September 22, 2014

6 Tips for Sharper Photos



Giant disclaimer here that I am not the best photographer around nor do I think I'm some font of great photography wisdom.

But I do take a lot of photos, and one of my biggest priorities is that my photos are sharp. There is nothing more frustrating than downloading all your awesome photos and seeing that most of them aren't quite in focus (I personally find alllllmost in focus more irritating than completely blurry).

Also, I've never read my camera manual. I love to read but that thing is boring. Basically, I just read a lot of stuff online and then google how to do it with my camera. Way faster and less likely to result in an impromptu nap.
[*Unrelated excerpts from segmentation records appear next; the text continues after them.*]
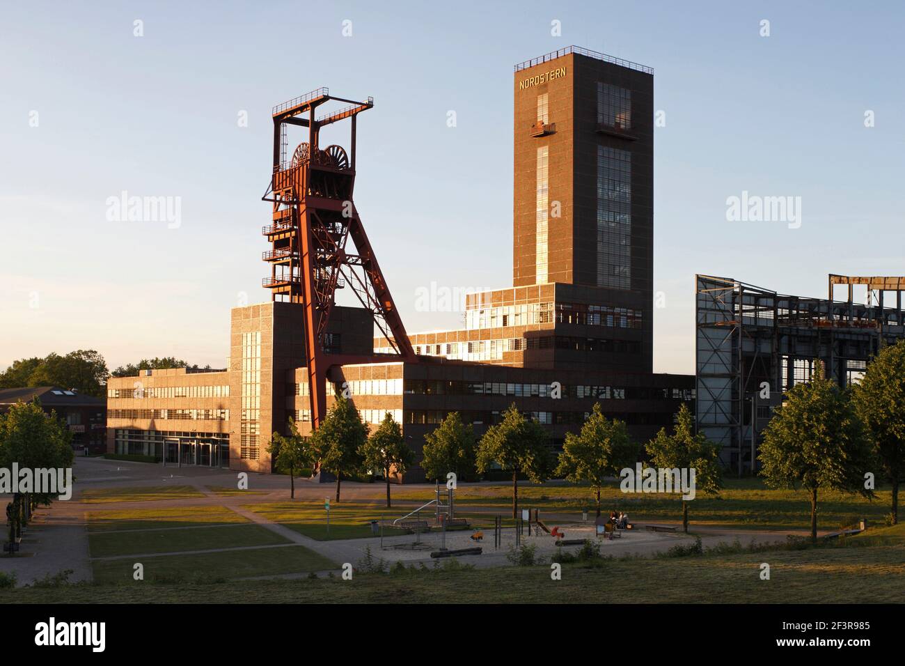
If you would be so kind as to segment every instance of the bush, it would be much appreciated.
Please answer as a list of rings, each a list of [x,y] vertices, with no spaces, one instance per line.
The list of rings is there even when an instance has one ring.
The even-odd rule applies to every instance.
[[[8,590],[15,587],[15,572],[9,574],[0,571],[0,590]]]
[[[56,574],[48,574],[43,578],[35,578],[32,581],[32,587],[62,587],[69,584],[69,577],[75,572],[71,569],[65,569]]]
[[[510,545],[509,553],[506,555],[506,559],[509,560],[510,565],[515,565],[516,566],[531,566],[535,564],[535,553],[537,550],[538,546],[534,544],[525,544],[519,545],[518,548]]]
[[[704,554],[704,547],[700,543],[700,537],[695,536],[694,543],[684,545],[676,544],[665,553],[658,554],[660,557],[693,557]]]

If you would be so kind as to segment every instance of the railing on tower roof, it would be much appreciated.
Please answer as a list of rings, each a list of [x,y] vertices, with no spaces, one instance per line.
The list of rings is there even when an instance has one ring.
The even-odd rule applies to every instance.
[[[595,58],[596,60],[602,60],[605,63],[609,63],[611,64],[617,64],[621,67],[628,67],[632,70],[637,70],[638,72],[643,72],[645,74],[653,74],[653,68],[648,67],[647,65],[638,64],[637,63],[633,63],[629,60],[623,60],[622,58],[617,58],[614,55],[607,55],[606,53],[601,53],[596,51],[590,51],[588,49],[583,49],[581,46],[567,46],[564,49],[558,49],[557,51],[551,51],[548,53],[538,56],[537,58],[532,58],[531,60],[526,60],[524,63],[519,63],[515,66],[516,72],[520,72],[521,70],[528,69],[529,67],[534,67],[536,64],[540,64],[541,63],[546,63],[554,58],[559,58],[563,55],[568,55],[569,53],[578,53],[579,55],[586,55],[589,58]]]

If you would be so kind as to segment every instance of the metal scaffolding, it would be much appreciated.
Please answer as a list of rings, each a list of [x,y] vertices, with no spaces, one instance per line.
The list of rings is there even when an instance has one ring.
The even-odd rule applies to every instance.
[[[832,300],[835,285],[849,286],[847,300]],[[854,302],[853,285],[867,285],[865,304]],[[831,275],[829,285],[829,298],[807,298],[695,276],[697,427],[739,475],[752,470],[773,409],[815,364],[845,386],[883,345],[905,337],[905,278]],[[895,308],[883,306],[887,291],[896,293]]]

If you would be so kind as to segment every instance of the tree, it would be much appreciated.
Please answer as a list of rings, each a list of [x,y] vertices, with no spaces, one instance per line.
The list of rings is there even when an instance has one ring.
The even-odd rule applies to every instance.
[[[153,359],[142,359],[138,363],[127,363],[126,365],[120,365],[110,374],[114,377],[134,377],[142,370],[171,370],[172,368],[210,370],[211,366],[205,365],[204,368],[199,369],[197,364],[189,365],[182,359],[177,359],[175,356],[164,356],[160,359],[155,356]]]
[[[795,386],[764,430],[761,476],[770,487],[804,487],[811,498],[811,539],[817,540],[817,491],[873,493],[865,487],[871,448],[846,391],[819,371]]]
[[[661,428],[657,436],[645,447],[651,465],[659,469],[694,469],[695,492],[716,495],[722,486],[719,467],[719,445],[703,433],[695,433],[694,420],[688,405],[682,404],[676,414],[672,435]],[[682,529],[688,532],[688,502],[681,500]]]
[[[599,516],[600,490],[606,478],[619,476],[620,470],[637,459],[638,445],[629,439],[625,423],[609,420],[598,402],[579,434],[567,433],[556,474],[572,483],[590,484]]]
[[[0,375],[0,388],[60,386],[102,398],[107,374],[103,356],[91,349],[80,349],[65,356],[50,353],[43,359],[15,361]]]
[[[342,395],[327,412],[320,427],[311,435],[311,446],[320,461],[320,468],[337,478],[337,501],[343,476],[361,469],[362,446],[367,440],[367,426],[361,421],[358,410]]]
[[[515,404],[502,413],[502,420],[487,429],[478,445],[478,471],[494,464],[512,473],[512,517],[518,516],[519,475],[543,483],[553,467],[547,432],[536,420],[526,419]]]
[[[9,469],[13,463],[21,468],[36,469],[66,468],[72,466],[74,453],[71,447],[72,434],[55,412],[44,413],[41,402],[17,402],[5,414],[0,414],[0,468]],[[60,490],[60,488],[57,488]],[[36,504],[49,505],[53,495],[33,493],[13,495],[9,507],[10,542],[28,516],[27,509]]]
[[[273,458],[273,468],[289,475],[290,497],[295,499],[295,474],[314,463],[314,450],[310,442],[299,434],[293,419],[289,420],[289,436],[274,432],[267,451]]]
[[[905,477],[905,341],[881,350],[852,392],[852,403],[883,475],[892,484],[892,524],[899,523],[899,483]]]
[[[43,359],[39,359],[37,356],[14,361],[11,366],[0,372],[0,389],[18,389],[31,386],[29,379],[42,362]]]
[[[439,426],[424,435],[421,461],[424,475],[443,480],[450,472],[456,478],[472,474],[476,440],[474,428],[465,426],[458,411],[451,411]]]
[[[371,469],[380,469],[386,480],[386,506],[390,507],[390,473],[405,474],[414,463],[414,451],[406,444],[402,436],[402,429],[386,412],[384,420],[361,448],[365,466]]]

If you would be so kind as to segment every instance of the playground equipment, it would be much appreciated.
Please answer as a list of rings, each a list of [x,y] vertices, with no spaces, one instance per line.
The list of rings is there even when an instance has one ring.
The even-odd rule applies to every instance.
[[[423,504],[414,511],[405,514],[401,518],[396,518],[393,521],[392,526],[394,527],[404,526],[405,523],[408,521],[413,516],[415,516],[415,520],[422,520],[421,512],[426,509],[428,507],[433,506],[434,507],[434,521],[436,525],[444,525],[446,526],[452,526],[453,525],[467,526],[468,521],[464,518],[456,519],[455,517],[455,488],[447,487],[446,488],[446,503],[443,503],[443,498],[440,495],[440,482],[437,481],[436,487],[434,488],[436,497],[426,504]]]

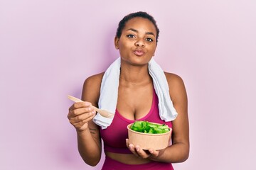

Here are the things that have most helped me get sharp photos:
  1. Get a decent lens. I know. This is frustrating advice. But I used a 50mm 1.8 lens for three and a half years and no matter how much I read and practiced, I just could NOT get the majority of my photos to come out sharp. When I finally caved and bought a 50mm 1.4 lens, my photos improved instantly. 100% the lens - I didn't gain any skills in the 30 seconds it took me to swap out my lens. Believe me, I'm the cheapest person in the world, but the difference of $275 over the course of many years, tons of frustration, and ten million blurry shots on my hard drive is just not that much. I wish we'd just sprung for the better lens at the beginning and not wasted our time. This is the only lens I brought on this trip and I haven't regretted it for a moment. 
  2. Set your focal point. This was the single trick that most improved my photo sharpness. dSLR cameras have a setting where you can pick which point on the lens is in focus. It's MUCH more accurate than that "focus in the center than recompose" trick. At first I thought "This is a giant hassle" but I just kept doing it and I'm super fast at it now and then the part of my photo I want in focus is ACTUALLY in focus practically every time. Life-saver. If you're taking photos of yourself with a tripod and remote, this will definitely improve those. Because then it knows your HEAD is what you want in focus, not the tree behind you. 
  3. Keep your shutter speed high. I basically try never to shoot below a 1/60 shutterspeed because hand-shake is just too likely at that speed. And I learned from Samantha Kelly that if you're photographing kids who, not to go below about a 1/200 or 1/250. Adjust your other settings as necessary. 
  4. Don't sit at the lowest aperture. This is kind of a pet peeve of mine. If you're taking a photo that's not a super close-up, you probably don't want to be down at a 1.4 aperture. I've heard people say "I want all that nice blur and I paid a ton of extra money for that extra 0.4" but 1) you'll get PLENTY of blur on a higher aperture (I shot this photo on my lens that only goes down to a 4.0 - plenty of bokeh there) and 2) who cares about nice blur when your whole photo is a blur with nothing in focus? If you're trying to get a full body shot or a couple of people together without some of them being blurry, you need to go a little higher. (This one that Bart took last week has all of us in focus with some nice blur - it's at a 2.6 aperture. Guaranteed the girls would have been out of focus if he'd tried it at a 1.4).  
  5. Set your focus mode to Al Servo. (I think on a Nikon it's called Continuous Focus, but I've taken approximately 10 photos ever with a Nikon and I'm convinced that Canons and Nikons are designed as differently as possible to keep you from ever switching back, so don't quote me on this). This mode means that once you focus on an object, your camera's smart little brain keeps tracking it even if it moves. Very helpful when you're photographing people or kids or moving objects. Less necessary when you're taking a picture of cookies. Hopefully. 
  6. Sharpen your photos in an editing program. When my college friend Jess Curren came to visit last year (they sold their house in Utah and are traveling with their 3 kids across the country in an Airstream! Check out their blog because it's awesome and the photographs are stunning), I asked her what the secret to sharp photos were and she said "Photoshop." Since then, I always sharpen my photos up a little before posting them (whether I'm doing big photos for my blog in Photoshop or photos for Instagram in Afterlight). 
If you have other tips for getting crisp photos, I'd love to hear them! And if you have questions, I'm happy to try to answer, with my previous disclaimer firmly in place. 

21 comments:

  1. Do you think the megapixels on your camera matter very much? I feel like my pictures on my camera aren't ever incredibly super sharp, and the DSLR that Derek got me for Christmas 3 years ago is only 12 megapixels, I've been contemplating changing out the body to an 18-megapixel but am wondering if it will make a big difference?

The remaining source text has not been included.